Courtesy does not come merely by requiring set forms, or by enforced scientific rules. It is an art, a fine art, and it flows from Charity and consideration and from a rational appreciation of the uses and functions of others. It comes from respect; from the instinct, within the celestial remains implanted in the child, to worship and admire what is good and genuine and consistent and true and selfless. It does not come from nagging (as many of us have found to our distress), nor from emotional appeals, nor from setting impossibly high standards for the child. It does not come without continual instruction; and the best instruction is usually informal but clear and backed with reasons that the child can understand. A baby does not need reasons, but imitates and--likes it. An older child will usually accept your explanation, even though he may make a wry face over it.

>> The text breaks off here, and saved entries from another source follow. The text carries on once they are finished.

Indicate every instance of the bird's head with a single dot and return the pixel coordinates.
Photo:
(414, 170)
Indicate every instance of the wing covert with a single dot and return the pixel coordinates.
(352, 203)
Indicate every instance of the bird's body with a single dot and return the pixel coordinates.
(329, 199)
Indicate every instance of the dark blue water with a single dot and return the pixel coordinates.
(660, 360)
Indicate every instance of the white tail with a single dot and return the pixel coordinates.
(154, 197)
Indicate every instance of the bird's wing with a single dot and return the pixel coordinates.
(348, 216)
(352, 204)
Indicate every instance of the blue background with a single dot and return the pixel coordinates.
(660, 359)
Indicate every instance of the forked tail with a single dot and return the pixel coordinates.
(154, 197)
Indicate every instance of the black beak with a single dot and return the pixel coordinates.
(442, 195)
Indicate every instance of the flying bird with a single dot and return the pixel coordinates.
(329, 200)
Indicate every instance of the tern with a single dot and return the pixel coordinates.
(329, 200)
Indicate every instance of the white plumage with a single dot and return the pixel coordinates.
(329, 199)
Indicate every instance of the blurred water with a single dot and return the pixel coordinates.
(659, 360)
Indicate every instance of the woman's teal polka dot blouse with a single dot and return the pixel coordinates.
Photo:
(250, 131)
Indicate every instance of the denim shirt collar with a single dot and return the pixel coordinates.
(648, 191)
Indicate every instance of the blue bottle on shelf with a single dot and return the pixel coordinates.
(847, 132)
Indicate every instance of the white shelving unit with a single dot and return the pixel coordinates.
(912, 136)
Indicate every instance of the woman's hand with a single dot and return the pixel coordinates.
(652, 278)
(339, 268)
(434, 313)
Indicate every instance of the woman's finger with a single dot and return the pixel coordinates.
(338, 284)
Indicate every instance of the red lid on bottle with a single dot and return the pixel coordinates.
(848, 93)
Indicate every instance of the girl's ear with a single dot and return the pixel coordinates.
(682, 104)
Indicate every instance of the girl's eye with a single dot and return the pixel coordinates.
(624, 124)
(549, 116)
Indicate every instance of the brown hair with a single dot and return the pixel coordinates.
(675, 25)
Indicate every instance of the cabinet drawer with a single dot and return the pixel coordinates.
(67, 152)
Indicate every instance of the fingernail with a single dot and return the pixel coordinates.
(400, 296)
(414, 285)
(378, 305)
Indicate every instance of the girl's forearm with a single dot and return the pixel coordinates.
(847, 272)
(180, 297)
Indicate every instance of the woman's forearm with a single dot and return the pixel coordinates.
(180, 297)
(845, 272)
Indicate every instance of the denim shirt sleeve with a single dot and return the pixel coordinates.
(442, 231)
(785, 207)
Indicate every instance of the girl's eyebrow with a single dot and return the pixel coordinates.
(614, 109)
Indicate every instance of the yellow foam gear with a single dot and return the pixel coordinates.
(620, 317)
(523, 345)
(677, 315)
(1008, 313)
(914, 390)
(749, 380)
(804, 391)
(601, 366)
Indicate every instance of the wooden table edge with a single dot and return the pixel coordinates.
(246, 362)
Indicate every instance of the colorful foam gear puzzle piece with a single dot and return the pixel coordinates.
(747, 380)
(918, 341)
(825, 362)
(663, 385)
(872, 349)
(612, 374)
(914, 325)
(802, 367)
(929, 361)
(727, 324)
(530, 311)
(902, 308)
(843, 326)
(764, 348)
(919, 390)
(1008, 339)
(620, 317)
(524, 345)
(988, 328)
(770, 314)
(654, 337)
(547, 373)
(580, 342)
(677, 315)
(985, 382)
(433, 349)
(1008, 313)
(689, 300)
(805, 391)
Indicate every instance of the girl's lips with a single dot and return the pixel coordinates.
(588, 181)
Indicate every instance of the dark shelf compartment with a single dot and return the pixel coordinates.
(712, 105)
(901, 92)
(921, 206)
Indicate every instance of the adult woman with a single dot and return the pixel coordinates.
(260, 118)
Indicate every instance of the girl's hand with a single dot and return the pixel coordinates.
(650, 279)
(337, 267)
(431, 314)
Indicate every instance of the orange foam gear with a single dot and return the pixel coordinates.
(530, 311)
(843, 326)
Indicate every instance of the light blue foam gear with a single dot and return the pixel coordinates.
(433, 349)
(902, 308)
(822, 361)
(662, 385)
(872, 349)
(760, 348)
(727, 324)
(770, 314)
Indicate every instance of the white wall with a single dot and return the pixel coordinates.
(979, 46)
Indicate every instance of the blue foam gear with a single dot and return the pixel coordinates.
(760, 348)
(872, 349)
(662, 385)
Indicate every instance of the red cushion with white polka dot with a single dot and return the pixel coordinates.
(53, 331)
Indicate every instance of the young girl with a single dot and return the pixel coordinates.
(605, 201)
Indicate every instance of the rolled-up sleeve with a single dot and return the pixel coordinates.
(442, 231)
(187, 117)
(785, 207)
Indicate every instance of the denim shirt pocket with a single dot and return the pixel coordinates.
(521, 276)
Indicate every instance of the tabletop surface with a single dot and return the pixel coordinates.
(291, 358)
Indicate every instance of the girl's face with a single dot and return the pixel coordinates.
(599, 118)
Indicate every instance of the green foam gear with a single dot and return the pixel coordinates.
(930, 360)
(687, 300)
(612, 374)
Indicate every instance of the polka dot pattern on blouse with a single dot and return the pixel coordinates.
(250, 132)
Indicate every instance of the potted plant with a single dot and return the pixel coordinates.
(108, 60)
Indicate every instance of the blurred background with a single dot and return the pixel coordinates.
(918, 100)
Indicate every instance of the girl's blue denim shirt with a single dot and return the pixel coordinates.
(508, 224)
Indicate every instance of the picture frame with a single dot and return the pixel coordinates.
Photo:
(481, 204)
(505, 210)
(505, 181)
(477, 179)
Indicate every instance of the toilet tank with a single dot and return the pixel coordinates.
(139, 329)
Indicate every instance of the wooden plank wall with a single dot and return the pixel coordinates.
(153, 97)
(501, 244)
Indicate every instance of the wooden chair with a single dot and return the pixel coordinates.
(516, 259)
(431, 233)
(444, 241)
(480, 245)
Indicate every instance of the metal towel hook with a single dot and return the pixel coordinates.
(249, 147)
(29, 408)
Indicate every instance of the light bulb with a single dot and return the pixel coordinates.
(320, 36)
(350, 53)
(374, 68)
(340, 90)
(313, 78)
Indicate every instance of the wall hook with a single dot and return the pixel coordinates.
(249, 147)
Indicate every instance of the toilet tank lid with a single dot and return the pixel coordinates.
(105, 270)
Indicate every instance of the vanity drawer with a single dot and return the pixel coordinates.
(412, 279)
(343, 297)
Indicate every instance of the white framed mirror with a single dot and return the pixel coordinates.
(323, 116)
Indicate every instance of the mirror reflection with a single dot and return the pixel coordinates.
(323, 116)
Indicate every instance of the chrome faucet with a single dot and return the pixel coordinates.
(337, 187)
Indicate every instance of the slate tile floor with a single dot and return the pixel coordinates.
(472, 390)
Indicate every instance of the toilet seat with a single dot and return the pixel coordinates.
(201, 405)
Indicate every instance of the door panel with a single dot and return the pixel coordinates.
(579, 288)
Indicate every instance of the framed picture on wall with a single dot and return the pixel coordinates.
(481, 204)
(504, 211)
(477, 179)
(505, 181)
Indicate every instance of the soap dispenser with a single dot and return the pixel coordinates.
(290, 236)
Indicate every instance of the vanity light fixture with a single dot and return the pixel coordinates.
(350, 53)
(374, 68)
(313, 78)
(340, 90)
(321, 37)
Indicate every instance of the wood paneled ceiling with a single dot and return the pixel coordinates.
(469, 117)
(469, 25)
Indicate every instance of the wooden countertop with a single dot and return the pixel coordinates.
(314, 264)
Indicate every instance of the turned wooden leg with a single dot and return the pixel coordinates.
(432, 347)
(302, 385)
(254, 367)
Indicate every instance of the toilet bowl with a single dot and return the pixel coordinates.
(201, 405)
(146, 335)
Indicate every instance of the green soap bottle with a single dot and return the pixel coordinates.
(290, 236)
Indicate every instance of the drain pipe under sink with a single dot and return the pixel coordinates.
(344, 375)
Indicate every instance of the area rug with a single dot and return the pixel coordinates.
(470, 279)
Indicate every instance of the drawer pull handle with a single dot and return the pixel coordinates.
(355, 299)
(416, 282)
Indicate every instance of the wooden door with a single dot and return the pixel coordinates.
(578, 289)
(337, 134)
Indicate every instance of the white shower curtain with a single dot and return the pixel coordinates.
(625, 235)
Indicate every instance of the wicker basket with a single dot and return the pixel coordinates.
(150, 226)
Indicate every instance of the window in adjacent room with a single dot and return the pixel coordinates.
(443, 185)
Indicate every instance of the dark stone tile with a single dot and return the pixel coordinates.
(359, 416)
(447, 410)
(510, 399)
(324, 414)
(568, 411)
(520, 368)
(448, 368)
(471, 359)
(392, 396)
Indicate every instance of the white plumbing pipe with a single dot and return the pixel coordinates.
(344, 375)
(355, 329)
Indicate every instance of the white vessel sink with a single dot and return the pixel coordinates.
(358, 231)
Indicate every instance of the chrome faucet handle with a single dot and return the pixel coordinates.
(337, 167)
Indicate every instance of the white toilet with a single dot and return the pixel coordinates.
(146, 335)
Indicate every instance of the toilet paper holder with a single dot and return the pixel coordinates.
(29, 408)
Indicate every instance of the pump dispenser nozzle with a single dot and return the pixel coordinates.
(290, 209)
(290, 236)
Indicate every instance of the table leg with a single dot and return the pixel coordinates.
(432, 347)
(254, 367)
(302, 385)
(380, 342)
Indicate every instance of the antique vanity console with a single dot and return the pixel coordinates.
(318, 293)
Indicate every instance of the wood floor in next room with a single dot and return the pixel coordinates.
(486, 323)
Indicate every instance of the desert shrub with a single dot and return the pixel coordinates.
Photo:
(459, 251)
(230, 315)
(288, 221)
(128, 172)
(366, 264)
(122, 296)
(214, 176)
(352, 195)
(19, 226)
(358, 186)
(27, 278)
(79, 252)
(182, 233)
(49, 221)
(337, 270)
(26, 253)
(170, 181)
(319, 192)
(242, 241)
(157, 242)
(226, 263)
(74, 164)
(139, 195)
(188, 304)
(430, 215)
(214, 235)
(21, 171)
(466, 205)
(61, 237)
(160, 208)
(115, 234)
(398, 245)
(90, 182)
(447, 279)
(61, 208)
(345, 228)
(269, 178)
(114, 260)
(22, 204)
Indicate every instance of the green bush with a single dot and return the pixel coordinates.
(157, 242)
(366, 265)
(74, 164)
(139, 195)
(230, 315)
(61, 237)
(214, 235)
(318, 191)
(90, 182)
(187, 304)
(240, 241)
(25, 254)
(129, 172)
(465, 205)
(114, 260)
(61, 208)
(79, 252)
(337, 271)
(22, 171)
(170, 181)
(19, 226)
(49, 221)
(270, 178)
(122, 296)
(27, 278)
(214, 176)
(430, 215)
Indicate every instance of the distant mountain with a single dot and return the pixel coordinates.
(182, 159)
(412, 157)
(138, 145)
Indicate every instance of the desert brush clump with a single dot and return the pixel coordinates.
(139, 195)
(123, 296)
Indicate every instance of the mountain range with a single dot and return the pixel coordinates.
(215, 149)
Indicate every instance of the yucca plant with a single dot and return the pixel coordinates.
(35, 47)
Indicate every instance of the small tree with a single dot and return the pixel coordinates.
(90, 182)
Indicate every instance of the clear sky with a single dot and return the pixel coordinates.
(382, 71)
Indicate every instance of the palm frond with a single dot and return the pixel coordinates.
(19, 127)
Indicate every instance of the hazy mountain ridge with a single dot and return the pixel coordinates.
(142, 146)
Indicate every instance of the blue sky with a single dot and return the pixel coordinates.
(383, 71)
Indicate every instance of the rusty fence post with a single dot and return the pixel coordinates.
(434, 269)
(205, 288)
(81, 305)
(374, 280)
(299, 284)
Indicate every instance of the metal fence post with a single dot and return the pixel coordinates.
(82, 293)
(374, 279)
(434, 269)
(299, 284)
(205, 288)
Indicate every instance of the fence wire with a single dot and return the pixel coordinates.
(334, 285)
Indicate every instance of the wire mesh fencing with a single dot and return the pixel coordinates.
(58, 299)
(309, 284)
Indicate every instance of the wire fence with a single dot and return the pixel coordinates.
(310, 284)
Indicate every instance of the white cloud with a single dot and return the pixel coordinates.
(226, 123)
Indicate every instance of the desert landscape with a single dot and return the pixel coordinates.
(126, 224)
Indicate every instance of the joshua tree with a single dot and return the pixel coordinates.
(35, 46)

The salvation of the future man depends on the growth of his rational. We parents must recognize the child as a rational creature not yet developed: he is not merely a bunch of instincts. The rational is there; ready and even anxious to be appealed to, but in a quiet, matter of fact way. Children can be cowed into obedience, but Courtesy comes from reasonable and discriminate faith in the elders and their ways, and a consequent humility about their own state. Familiarity, apart from this appreciation, breeds contempt. It is not enough to "be a pal" to your children, you must be a guide, a teacher.
In concluding, let me ask if there is anything which approaches heaven on earth more than a home where Courtesy and Sincerity can be combined! Where affections are based on rational grounds; not on mere sentimentality which continually demands its pound of flesh, and turns the ties of blood-relationships into terrible bonds! A home becomes a heaven, if we can relax in it from the strains of labor, and find from each other a ready sympathy, an understanding cooperation. We have the spiritual principles of heavenly life given us in the Writings as a basis of spiritual Conscience! All we have to do further is not to take our ambitions, social or secular, so seriously that we pay for them in blood-coins and steel our minds against the softening spheres which bring real values even into our external life and into the lives of our children.